Os argumentos fortes em 2010, como a possível queda de qualidade do ensino e o acirramento de conflitos sociais, deram espaço, segundo Ednilson, à predominância de “uma concepção política cega às diferenças''. “Ao mesmo tempo em que o corpo discente se transforma, tornando-se mais diverso, alguns setores da instituição seguem não percebendo que o não reconhecimento da diferença se configura como um ritual pedagógico que atua a favor do racismo”, analisou.
Ainda segundo o professor, as conversas com a comunidade discente, no entanto, reforçam que “esses coletivos vêm reeducando a universidade, em sua maneira de acolher, reconhecer e respeitar as diferenças”. Para Ednilson, a presença desses estudantes, que ampliam a diversidade no ambiente acadêmico, dá “concretude à palavra universidade”. “Com essa modificação, esta instituição se torna de fato um universo de possibilidades, o que antes não se podia dizer a respeito da Universidade”, pontuou.
‘Futuro, essa palavra’
Atividade de destaque na programação que comemora o aniversário de 95 anos da UFMG e o bicentenário da Independência do Brasil, o ciclo de conferências Futuro, essa palavra é realizado desde junho deste ano, quando o auditório da Reitoria recebeu os líderes indígenas Ailton Krenak e Davi Kopenawa Yanomami.
Em 22 de agosto, a professora emérita Ana Lúcia Almeida Gazzola, reitora da UFMG na gestão 2002-2006, ministrou conferência de recepção aos calouros, com o tema 95 anos da UFMG: passado, presente e o futuro que queremos. Na mesma data, no período noturno, Heloísa Starling, docente do Departamento de História da UFMG e coordenadora do Projeto República, também falou sobre o tema.

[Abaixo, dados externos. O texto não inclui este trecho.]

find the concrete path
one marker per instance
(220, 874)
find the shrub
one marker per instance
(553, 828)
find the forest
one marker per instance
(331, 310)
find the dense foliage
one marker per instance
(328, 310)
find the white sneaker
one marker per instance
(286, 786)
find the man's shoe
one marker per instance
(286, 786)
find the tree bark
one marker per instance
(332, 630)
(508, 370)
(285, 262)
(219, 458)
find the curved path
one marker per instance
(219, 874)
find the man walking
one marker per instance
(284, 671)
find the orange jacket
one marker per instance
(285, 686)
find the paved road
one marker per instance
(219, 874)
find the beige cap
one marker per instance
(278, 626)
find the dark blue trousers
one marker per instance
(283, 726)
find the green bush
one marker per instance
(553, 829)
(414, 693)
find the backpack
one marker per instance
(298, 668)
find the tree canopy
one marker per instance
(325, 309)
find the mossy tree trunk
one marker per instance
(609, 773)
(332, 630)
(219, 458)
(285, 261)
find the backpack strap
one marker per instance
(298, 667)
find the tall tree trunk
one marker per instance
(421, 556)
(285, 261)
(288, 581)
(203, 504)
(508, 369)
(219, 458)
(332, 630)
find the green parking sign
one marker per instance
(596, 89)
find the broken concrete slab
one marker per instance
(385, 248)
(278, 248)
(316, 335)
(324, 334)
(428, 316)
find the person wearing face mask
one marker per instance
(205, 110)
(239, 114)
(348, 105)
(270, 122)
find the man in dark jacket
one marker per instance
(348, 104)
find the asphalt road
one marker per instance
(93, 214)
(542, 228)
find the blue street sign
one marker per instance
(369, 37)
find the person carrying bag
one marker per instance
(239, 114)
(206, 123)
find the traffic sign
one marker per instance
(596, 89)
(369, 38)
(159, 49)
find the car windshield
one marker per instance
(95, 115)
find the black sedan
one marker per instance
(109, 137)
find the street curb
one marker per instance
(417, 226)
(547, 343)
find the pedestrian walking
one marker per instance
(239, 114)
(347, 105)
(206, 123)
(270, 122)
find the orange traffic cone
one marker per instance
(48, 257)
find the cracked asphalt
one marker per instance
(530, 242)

Ainda em agosto, Frei Betto ministrou a conferência A luta pela democracia – na ocasião, ele assinou acordo de cessão de seu patrimônio intelectual para a UFMG. No fim de setembro, o ciclo sediou conferência sobre a monkeypox, com os professores da UFMG Unaí Tupinambás, da Faculdade de Medicina, Erna Geessien Kroon e Flávio Guimarães da Fonseca, vinculados ao Instituto de Ciências Biológicas e integrantes da Câmara Técnica Temporária Pox-MCTI.
No início de outubro, a série recebeu a ministra do STF Cármen Lúcia, que falou sobre o tema O futuro do país e as instituições democráticas. Na segunda quinzena do mês, foi a vez de a presidente da Academia Brasileira de Ciências (ABC), Helena Nader, participar da série, com conferência de abertura da 31ª Semana do Conhecimento da UFMG. Todas as conferências podem ser assistidas em lista especial disponível no canal da UFMG no YouTube.